AgentNotch is a macOS menu bar app that lives in your notch and shows real time telemetry for your AI coding assistants. You see when Claude Code or Codex are reading files, calling tools, editing code, or hitting the shell, along with live token usage and cost estimates, all without losing screen space. It expands on hover, color codes each source, and you can set it up via Homebrew using the GitHub guide.
🔥 Our Take: Working with AI dev tools is mostly staring at a spinner and hoping it is not quietly wrecking your repo or your bill. A little strip that tells you what it is touching, which model is active, how many tokens it is chewing, and when it is actually finished makes the whole thing feel a lot less sketchy. The subway surf clip while it thinks is just bonus brain candy.
Buttons, but unhelpful

Too Many Buttons is a tiny browser game where only one button actually works and every other click triggers some kind of nonsense.

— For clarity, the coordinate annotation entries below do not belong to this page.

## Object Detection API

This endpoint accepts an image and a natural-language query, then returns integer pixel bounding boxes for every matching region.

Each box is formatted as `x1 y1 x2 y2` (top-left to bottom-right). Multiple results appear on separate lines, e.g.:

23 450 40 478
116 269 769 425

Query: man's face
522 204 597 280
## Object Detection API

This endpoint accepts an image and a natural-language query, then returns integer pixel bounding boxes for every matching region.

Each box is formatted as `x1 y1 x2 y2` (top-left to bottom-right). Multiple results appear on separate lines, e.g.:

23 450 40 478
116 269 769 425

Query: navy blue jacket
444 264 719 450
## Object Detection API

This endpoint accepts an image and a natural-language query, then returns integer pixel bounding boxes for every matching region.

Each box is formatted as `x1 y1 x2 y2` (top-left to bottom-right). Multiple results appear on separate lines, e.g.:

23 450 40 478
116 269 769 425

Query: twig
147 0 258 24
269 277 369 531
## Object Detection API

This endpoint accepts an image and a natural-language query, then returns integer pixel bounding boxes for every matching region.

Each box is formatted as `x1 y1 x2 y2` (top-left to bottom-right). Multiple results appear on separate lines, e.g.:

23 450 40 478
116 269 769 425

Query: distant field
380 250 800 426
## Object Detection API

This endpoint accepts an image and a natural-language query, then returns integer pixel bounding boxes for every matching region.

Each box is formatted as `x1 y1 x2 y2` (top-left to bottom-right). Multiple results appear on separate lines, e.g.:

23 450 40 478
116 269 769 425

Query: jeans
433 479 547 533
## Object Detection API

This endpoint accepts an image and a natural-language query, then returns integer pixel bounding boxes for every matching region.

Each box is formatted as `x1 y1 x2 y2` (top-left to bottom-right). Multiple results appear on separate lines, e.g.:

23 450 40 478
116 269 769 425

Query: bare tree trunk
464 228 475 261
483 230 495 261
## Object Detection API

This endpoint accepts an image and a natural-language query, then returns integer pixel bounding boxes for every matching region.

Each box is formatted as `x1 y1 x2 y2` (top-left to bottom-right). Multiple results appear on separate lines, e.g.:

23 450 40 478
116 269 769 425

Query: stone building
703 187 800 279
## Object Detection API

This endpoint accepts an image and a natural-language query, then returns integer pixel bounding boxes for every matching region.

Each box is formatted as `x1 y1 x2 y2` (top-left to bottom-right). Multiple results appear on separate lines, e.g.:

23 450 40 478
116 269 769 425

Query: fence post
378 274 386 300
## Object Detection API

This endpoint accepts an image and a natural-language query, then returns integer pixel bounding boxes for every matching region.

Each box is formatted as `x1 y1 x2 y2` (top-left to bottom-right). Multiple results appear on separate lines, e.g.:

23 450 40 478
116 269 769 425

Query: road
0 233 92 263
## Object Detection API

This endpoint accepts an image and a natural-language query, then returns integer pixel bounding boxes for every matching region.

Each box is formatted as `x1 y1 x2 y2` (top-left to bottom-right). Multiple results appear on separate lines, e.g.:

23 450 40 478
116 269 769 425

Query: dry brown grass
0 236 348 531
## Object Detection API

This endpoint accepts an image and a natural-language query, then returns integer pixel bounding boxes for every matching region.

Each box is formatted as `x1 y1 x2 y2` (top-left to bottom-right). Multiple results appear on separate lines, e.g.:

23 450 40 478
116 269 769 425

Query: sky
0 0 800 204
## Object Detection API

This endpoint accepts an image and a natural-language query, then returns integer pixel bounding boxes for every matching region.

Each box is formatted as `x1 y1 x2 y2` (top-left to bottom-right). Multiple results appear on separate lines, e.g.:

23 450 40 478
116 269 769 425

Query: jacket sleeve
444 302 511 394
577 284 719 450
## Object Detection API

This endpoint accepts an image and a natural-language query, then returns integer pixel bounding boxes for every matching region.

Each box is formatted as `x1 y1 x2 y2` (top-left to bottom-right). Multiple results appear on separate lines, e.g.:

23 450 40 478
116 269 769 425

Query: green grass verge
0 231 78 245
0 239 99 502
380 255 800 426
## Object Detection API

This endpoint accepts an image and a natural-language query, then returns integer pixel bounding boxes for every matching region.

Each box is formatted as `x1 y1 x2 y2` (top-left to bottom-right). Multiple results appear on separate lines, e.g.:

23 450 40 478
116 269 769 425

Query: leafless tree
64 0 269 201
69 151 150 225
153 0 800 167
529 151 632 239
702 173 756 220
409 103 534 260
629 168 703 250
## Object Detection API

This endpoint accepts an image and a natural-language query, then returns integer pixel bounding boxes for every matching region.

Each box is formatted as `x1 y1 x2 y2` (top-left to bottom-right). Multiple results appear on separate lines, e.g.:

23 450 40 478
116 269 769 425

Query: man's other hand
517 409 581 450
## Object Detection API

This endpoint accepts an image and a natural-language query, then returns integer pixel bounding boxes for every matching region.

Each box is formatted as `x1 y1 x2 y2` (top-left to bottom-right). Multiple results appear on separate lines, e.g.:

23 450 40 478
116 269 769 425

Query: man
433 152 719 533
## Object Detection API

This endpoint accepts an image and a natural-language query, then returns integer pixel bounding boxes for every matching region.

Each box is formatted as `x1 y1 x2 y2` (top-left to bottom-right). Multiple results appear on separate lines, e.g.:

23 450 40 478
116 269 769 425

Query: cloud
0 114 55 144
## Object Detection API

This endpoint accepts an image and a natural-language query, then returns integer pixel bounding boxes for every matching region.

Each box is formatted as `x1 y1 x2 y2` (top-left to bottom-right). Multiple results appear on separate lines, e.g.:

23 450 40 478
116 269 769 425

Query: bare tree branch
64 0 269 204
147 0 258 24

You poke around a wall of buttons, watch things break, flash, or misbehave, and try to find the one that quietly does what it’s supposed to.
🔥 Our Take: This is very old-internet energy in a good way. No leaderboard, no grind, no productivity spin. Just a ridiculous little toy that exists to waste a few minutes and remind you that people still build stuff purely because it’s fun to mess with. A nice palette cleanser between twelve “AI for your workflow” tabs.